When I wanted to calculate the correlation coefficients for 25 variables it became tricky. As I aimed to export results in a table, the function cor
was not helpful.
Moreover, I was interested in filtering the results by the p-value and export only the significant variables. Ok, after some search and help around I was able to accomplish this task and I am happy to share the code with you.
Load libraries
library(tidyverse)
library(broom)
Create the dataset
dt <- data.frame(a = rnorm(10) , b = rnorm(10), c = rnorm(10), d = rnorm(10))
dt
## a b c d
## 1 0.1296433 -0.04097794 1.05208987 1.1829971
## 2 1.1535071 -0.20391734 -0.41343509 0.3806597
## 3 1.0543683 0.76701232 -1.85961221 0.4893538
## 4 -0.2447034 -1.12584839 0.02915253 0.2820233
## 5 0.1323569 -0.74283490 0.12871463 -2.0830425
## 6 -1.7342506 -1.21694577 0.36379475 1.3919810
## 7 -0.3090799 0.71859777 -0.83134000 -0.5394136
## 8 0.9378126 -0.32229890 0.25171600 1.7425813
## 9 -0.6672502 -0.29552463 -0.12799691 1.2762921
## 10 0.3649565 -0.87161556 -0.82802152 0.1716353
Assess the correlation of all variables in the dataset
cor(dt)
## a b c d
## a 1.0000000 0.45227252 -0.3843381 -0.11109833
## b 0.4522725 1.00000000 -0.5235755 -0.03721051
## c -0.3843381 -0.52357546 1.0000000 0.24206394
## d -0.1110983 -0.03721051 0.2420639 1.00000000
Up to now everything is simple and nothing new, but as I mentioned above, that my interest was to export the results and to filter by p-value, the result of cor()
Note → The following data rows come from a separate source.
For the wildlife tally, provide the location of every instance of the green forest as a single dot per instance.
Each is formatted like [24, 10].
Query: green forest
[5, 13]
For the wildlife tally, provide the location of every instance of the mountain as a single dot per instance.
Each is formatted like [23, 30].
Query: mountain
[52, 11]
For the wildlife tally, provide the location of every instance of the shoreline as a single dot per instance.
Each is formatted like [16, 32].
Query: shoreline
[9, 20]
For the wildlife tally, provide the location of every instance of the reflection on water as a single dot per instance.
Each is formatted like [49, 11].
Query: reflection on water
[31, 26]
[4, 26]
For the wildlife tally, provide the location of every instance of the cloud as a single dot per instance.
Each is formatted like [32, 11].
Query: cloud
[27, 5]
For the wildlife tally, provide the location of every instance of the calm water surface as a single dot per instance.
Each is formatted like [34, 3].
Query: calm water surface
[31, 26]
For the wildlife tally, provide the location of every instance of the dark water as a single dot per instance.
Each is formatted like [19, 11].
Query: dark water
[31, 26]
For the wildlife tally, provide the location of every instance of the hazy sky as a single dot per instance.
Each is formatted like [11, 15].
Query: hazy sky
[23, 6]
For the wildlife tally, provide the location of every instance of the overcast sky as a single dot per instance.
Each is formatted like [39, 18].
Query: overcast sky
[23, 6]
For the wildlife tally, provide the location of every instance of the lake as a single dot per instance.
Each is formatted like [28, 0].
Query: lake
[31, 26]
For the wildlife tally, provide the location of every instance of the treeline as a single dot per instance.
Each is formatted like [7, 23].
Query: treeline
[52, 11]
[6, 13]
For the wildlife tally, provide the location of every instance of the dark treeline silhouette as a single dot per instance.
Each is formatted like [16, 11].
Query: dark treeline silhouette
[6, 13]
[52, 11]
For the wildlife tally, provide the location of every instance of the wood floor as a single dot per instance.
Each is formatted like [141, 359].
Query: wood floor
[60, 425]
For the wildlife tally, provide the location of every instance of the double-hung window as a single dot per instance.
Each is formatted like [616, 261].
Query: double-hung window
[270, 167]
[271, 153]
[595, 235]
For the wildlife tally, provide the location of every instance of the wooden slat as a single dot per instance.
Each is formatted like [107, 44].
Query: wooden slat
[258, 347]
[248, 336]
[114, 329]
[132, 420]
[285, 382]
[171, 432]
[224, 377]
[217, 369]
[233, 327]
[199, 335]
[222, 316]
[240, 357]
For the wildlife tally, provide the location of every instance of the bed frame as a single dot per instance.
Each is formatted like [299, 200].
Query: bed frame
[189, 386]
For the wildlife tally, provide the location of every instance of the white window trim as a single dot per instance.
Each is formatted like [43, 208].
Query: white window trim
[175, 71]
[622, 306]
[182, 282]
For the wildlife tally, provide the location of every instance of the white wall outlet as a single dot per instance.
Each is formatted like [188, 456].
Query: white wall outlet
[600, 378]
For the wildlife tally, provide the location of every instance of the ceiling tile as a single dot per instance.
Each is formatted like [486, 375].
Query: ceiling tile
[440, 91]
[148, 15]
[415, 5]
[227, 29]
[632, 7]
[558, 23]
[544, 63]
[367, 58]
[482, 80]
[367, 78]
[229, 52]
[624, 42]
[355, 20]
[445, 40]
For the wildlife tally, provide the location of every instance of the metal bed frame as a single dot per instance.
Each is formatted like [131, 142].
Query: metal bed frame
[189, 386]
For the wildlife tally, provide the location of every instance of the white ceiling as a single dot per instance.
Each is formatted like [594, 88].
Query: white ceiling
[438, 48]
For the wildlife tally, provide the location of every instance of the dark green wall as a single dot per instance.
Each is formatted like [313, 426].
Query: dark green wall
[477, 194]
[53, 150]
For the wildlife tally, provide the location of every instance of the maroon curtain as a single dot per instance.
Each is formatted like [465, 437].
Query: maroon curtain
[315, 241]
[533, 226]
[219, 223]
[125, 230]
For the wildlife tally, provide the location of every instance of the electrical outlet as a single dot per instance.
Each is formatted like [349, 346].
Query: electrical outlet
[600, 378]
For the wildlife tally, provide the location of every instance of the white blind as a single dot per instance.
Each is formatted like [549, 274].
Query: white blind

is useless. In this case, some more coding is, and the map()
functions from the broom package will be useful.
First, I will create a dataset with two columns which will show all variable names and every possible combination. In our example will be 6 rows.
dt1 = t(combn(names(dt), 2)) %>%
as_data_frame() %>%
setNames(c("x", "y"))
dt1
## # A tibble: 6 x 2
## x y
## <chr> <chr>
## 1 a b
## 2 a c
## 3 a d
## 4 b c
## 5 b d
## 6 c d
Now that we have the variable names and the dataset with the values will use the map2()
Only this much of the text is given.